On March 31st I joined Huib Schoots and Pascal Dufour in picking up James Bach from Schiphol Airport and driving him to his hotel in Dordrecht. Having met Cem Kaner (briefly) and Michael Bolton (several times) I was looking forward to meeting James in person and I was not disappointed. Conversation en route was vivid and fruitfull and continued during dinner at Villa Augustus and later on April 3rd after an Agile Meetup with presentation by James at Codecentric. During dinner James had offered Pascal a challenge and later that evening he offered me the following challenge on twitter:
Explain dendogram-based testing
My first thought was “What’s a dendogram?” So I googled it and saw something I had long forgotten from when I studied Social Sciences and certainly had never used in testing.
So for those of you who requested me to blog on testing and the social sciences this is my first post on the subject.
For all the others with this post I want to share my answer to the challenge with you and some of the reactions I got from James on it.
What is dendogram-based testing?
To answer this question I will start with a short description of what I understand a dendogram is. Followed with a description of how I think this could be used in testing.

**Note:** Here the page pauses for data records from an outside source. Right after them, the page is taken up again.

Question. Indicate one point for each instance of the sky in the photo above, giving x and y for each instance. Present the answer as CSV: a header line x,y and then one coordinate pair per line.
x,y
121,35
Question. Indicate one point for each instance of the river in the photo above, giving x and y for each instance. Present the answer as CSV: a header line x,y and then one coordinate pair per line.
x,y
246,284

Cluster analysis, for a dendogram, starts with a data matrix, where objects are rows and observations are columns. From this beginning, a table is constructed where objects are both rows and columns and the numbers in the table are measures of similarity or differences between the two observations.
From measurements to relative observation results
You can then place the results in a cloud of n points or in a matrix and put each point in a class of its own (having n classes, each containing a single point). Then, look for the closest two classes (for a given distance, for instance the relative distance between measurement of a feature– but other distances will give other results, perhaps more appropriate for some data sets) and join them into a new class. You now have n-1 classes, all but one containing a single element. Then iterate this activity until you reach a single set containing al the classes. The result is presented as a dendogram: the leaves are the initial 1-element classes and the various “levels”) of the dendogram are various clustering’s of the data, into a decreasing number of classes.

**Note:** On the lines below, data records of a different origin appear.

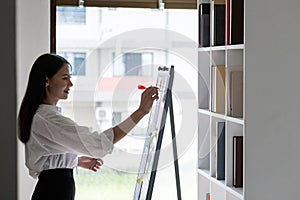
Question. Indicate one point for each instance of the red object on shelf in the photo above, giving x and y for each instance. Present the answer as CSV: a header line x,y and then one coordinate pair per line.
x,y
141,87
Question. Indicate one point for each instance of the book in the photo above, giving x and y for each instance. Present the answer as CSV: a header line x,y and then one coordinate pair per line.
x,y
220,173
238,161
219,22
236,94
207,196
237,22
204,25
218,89
212,88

It is also possible to calculate the distances and their relationships with the use of Euclidian algebra. This uses a number of formulas to calculate hierarchical distance between the data (clusters). But besides the relative complexity of the calculation I prefer to use the more visual and intuitive approach.

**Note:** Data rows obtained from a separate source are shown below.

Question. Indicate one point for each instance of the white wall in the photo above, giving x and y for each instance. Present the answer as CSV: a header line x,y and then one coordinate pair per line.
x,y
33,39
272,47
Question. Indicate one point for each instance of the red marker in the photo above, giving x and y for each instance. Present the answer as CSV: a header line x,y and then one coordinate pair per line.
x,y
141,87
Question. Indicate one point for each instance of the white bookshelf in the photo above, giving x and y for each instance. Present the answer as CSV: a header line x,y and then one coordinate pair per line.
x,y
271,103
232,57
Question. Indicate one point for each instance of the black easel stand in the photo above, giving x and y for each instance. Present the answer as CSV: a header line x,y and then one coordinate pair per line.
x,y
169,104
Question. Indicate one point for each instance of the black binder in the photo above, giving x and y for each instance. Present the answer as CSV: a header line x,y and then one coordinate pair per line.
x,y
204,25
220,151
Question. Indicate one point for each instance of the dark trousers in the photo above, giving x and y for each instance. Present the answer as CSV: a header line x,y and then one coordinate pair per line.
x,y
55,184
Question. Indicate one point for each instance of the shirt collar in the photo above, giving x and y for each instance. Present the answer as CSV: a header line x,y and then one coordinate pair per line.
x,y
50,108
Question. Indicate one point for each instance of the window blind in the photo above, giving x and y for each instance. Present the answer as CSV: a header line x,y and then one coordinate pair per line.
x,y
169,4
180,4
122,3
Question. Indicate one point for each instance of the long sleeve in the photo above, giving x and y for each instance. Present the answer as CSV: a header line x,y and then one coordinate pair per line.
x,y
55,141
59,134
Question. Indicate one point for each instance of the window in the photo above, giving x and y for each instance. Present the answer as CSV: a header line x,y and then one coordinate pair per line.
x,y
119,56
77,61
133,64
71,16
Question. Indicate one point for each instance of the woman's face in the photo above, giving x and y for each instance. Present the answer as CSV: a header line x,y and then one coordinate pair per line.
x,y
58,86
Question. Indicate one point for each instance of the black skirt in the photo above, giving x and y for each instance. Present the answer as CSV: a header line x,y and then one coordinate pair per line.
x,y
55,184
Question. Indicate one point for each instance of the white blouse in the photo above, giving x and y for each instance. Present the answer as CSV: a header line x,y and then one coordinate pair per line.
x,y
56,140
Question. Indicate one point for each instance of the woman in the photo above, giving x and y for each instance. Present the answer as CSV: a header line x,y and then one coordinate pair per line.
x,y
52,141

The concept of clustering data in a hierarchical form and thus grouping it based on some measured characteristic opens a number of possibilities for testing. All of these possibilities have in common that both the activity of clustering of data and the end result, be it in numbers or a visual representation, form an additional source of information about the subject under test. The kind of information will largely differ based on the chosen measurement. With regard to testing I see the following, extendable list of areas for observation and measurement:
- The relationship between functionality and code
Where code is differentiated into several elements such as (that are more or less commonly used):
- Type of input
- Used variables
- The relationship between test cases and code
- The relationship between functionality and GUI elements
- The relationship between defects and code
- The relationship between defects and their cause of failure
The clusters of information that you get out of it provide the following information and activities for testing:
- The different clusters of information can suggest different testing techniques
- The different clusters of information can suggest different testing missions
- The different clusters of information can suggest different elements of reporting
In essence the information derived from a dendogram is dependent from the kind of observation and measurement you choose, the skill you have in identifying the clusters and patterns and the skill to adapt your testing activities. In any case it forms a new oracle to be used in software testing.
The above description was made before I read the following document, that I had avoided on purpose: http://melindaminch.com/docs/thesis.pdf
In my, opinion the thesis is a nice academic exercise that adds insight to testing, but lacks sufficient practicality for use in every day testing. But I will study it more carefully at sometime in the future and I will see if there is an opportunity to use HCE 3.0 that I have downloaded.
For now I prefer the more general intuitive approach as described above and instead of the more elaborate HCE program I would use a reverse mind map.
Giving me the below, originally not in my answer included, graphical steps:
James response to my answer
Below I have pasted the, unedited, response James gave my to my answer.
Jean-Paul, I am impressed. This is an excellent answer. I concur with your reasoning. I’d like to try using dendograms in testing, when the opportunity arises.
The reason I gave you this challenge is that we who aspire to excellence must be comfortable describing test techniques that don’t yet exist– in other words, we must be confident in our ability to invent test techniques as needed. This is a challenge that cannot be solved well using Google, since almost nobody has applied dendograms to testing, and the one reference you cite does a poor job of it.
By researching this and replying as you did, you have marked yourself as a leader in the Context-Driven community. Thank you.
Needless to say that I am proud to receive such a response. And I feel strengthened in my drive to grow and learn as tester and as a member of the context-driven community.